Hmmm now give me a job fixing those Blackhawks here in Germany. I am slowly losing my patience.


----------



## twoeagles (Jan 22, 2007)

You're exactly what they need, Adler - just have to get you lashed up with
the right people.


----------



## DerAdlerIstGelandet (Jan 22, 2007)

Im trying man. That is all it is about, knowing the right people.


----------



## Matt308 (Jan 22, 2007)

Keep at it, Adler.


----------



## DerAdlerIstGelandet (Jan 22, 2007)

Oh I wont give up. It just annoys me because in the states I would have been working on aircraft again months ago. The job market is way open and very good pay checks as well. 

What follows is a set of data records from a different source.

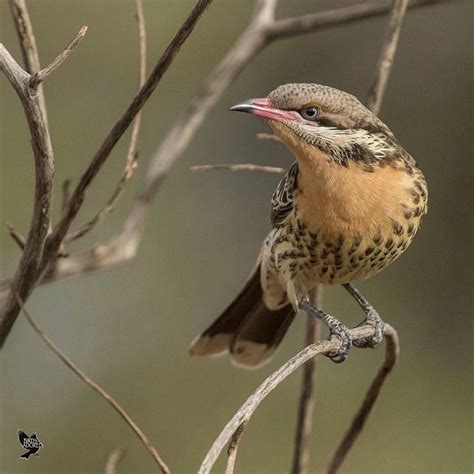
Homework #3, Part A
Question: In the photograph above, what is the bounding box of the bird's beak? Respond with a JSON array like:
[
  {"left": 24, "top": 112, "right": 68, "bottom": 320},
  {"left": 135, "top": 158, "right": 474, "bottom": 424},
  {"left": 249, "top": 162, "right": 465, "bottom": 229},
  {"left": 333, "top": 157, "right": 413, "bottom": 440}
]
[{"left": 229, "top": 98, "right": 300, "bottom": 122}]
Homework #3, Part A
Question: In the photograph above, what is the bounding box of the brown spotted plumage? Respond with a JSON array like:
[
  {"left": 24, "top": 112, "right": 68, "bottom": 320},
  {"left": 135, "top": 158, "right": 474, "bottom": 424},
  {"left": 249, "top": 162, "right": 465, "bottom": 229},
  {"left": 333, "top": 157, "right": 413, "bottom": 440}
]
[{"left": 190, "top": 83, "right": 428, "bottom": 368}]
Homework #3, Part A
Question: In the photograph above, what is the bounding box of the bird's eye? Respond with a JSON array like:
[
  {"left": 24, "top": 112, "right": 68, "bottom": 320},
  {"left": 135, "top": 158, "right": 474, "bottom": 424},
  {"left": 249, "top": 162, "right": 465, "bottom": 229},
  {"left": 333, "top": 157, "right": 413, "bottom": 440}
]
[{"left": 301, "top": 106, "right": 319, "bottom": 121}]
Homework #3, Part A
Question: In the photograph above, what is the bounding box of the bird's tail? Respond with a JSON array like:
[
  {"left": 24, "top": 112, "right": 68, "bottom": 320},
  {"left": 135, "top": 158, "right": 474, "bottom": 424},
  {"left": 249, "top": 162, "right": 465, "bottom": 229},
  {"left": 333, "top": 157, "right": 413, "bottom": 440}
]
[
  {"left": 20, "top": 450, "right": 36, "bottom": 460},
  {"left": 189, "top": 264, "right": 294, "bottom": 368}
]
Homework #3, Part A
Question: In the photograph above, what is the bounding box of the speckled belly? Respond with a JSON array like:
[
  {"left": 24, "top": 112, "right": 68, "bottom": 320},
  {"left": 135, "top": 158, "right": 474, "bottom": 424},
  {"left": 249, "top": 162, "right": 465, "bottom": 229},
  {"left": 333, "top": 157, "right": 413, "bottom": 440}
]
[{"left": 266, "top": 215, "right": 418, "bottom": 288}]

I just wish my wife would hurry up with her university so I can get on with it. The things you do for your loved ones!!!!! Ahhh shoot me!


----------



## the lancaster kicks ass (Jan 23, 2007)

how much longer is she gonna be?


----------



## DerAdlerIstGelandet (Jan 23, 2007)

2 more years and she has her masters.


----------



## the lancaster kicks ass (Jan 26, 2007)

in that case i hope you're good at playing patience


----------



## DerAdlerIstGelandet (Jan 26, 2007)

Naw I think in the next few months a position will open up for me at the hanger. I have someone trying to pull some strings for me.


----------



## mkloby (Jan 28, 2007)

Maim someone - then your position would open up a heck of a lot sooner


----------



## DerAdlerIstGelandet (Jan 28, 2007)

That thought has allready crossed my mind.


----------



## mkloby (Jan 29, 2007)

DerAdlerIstGelandet said:


> That thought has allready crossed my mind.



You dirty tricky man


----------